Mammalian TORC1 integrates signals from nutrients and energy to regulate autophagy. (A). TORC1 is activated by abundant nutrients/energy and phosphorylates components of the autophagy machinery including ULK1, ATG13, ATG14, AMBRA1, and TFEB, blocking autophagy induction. (B). Under nutrient/energy-deficient conditions, TORC1 is inactivated through either TSC or AMPK. Under these conditions, TSC associates with the lysosome and prevents the activation of TORC1 by RHEB, while AMPK phosphorylates RAPTOR and TSC leading to inactivation of TORC1. The loss of TORC1 activity prevents the TORC1-mediated inhibitory phosphorylation of ULK1 and ATG13, while autophosphorylation or AMPK-mediated phosphorylation of ULK1 leads to autophagy induction.
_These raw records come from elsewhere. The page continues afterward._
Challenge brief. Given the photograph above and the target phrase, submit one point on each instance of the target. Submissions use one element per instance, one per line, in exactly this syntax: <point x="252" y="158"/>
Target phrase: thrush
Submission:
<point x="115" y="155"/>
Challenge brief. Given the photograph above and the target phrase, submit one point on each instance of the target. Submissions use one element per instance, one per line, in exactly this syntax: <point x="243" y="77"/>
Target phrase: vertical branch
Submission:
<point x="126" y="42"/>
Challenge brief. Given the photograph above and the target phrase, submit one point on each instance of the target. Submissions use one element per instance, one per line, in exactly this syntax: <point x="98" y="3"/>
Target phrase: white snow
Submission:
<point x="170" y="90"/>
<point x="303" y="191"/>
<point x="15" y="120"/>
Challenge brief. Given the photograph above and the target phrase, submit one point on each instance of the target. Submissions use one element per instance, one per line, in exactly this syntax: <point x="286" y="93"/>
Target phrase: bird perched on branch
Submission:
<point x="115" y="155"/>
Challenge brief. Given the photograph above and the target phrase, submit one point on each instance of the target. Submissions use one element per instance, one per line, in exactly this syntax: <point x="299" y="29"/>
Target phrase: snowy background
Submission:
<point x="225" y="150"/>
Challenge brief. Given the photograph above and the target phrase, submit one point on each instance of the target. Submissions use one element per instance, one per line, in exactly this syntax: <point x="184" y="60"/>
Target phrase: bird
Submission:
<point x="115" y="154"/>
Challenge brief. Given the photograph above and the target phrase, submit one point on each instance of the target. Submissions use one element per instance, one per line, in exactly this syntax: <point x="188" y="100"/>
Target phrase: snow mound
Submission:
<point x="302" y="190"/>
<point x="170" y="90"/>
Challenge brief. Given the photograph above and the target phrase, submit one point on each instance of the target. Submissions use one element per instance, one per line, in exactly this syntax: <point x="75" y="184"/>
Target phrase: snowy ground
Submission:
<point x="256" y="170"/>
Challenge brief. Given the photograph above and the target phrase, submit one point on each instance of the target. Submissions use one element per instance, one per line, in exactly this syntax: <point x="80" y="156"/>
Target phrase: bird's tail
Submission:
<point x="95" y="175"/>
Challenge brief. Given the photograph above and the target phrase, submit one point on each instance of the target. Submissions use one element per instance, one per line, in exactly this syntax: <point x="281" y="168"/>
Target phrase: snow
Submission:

Other factors such as DAPK2 phosphorylate RAPTOR under energy stress conditions, leading to autophagy induction, while the TTT-RUVBL complex facilitates TORC1 activation under energy- replete conditions, blocking autophagy induction. AMBRA1: Autophagy/beclin-1 regulator 1; AMPK: adenosine monophosphate activated protein kinase; Arg: Arginine; ATG: Autophagy related protein; DAPK2: Death-associated protein kinase 2; FIP200: focal adhesion kinase family interacting protein of 200 kDa; Leu: leucine; LST8: lethal with sec thirteen 8; RAG: Ras-related GTP binding protein; RAPTOR: regulatory associated protein of TOR; RHEB: Ras homolog enriched in brain; SLC38A9: solute carrier family 38; TFEB: transcription factor EB; TLR4: toll-like receptor 4; TOR: target of rapamycin; TSC: tuberous sclerosis complex; TTT-RUVBL: Tel2-Tti1-Tti2-RuvB-like AAA ATPase and ATP-dependent DNA helicase complex; ULK1: UNC-51-like kinase 1; V-ATPase: vacuolar-type H+-ATPase.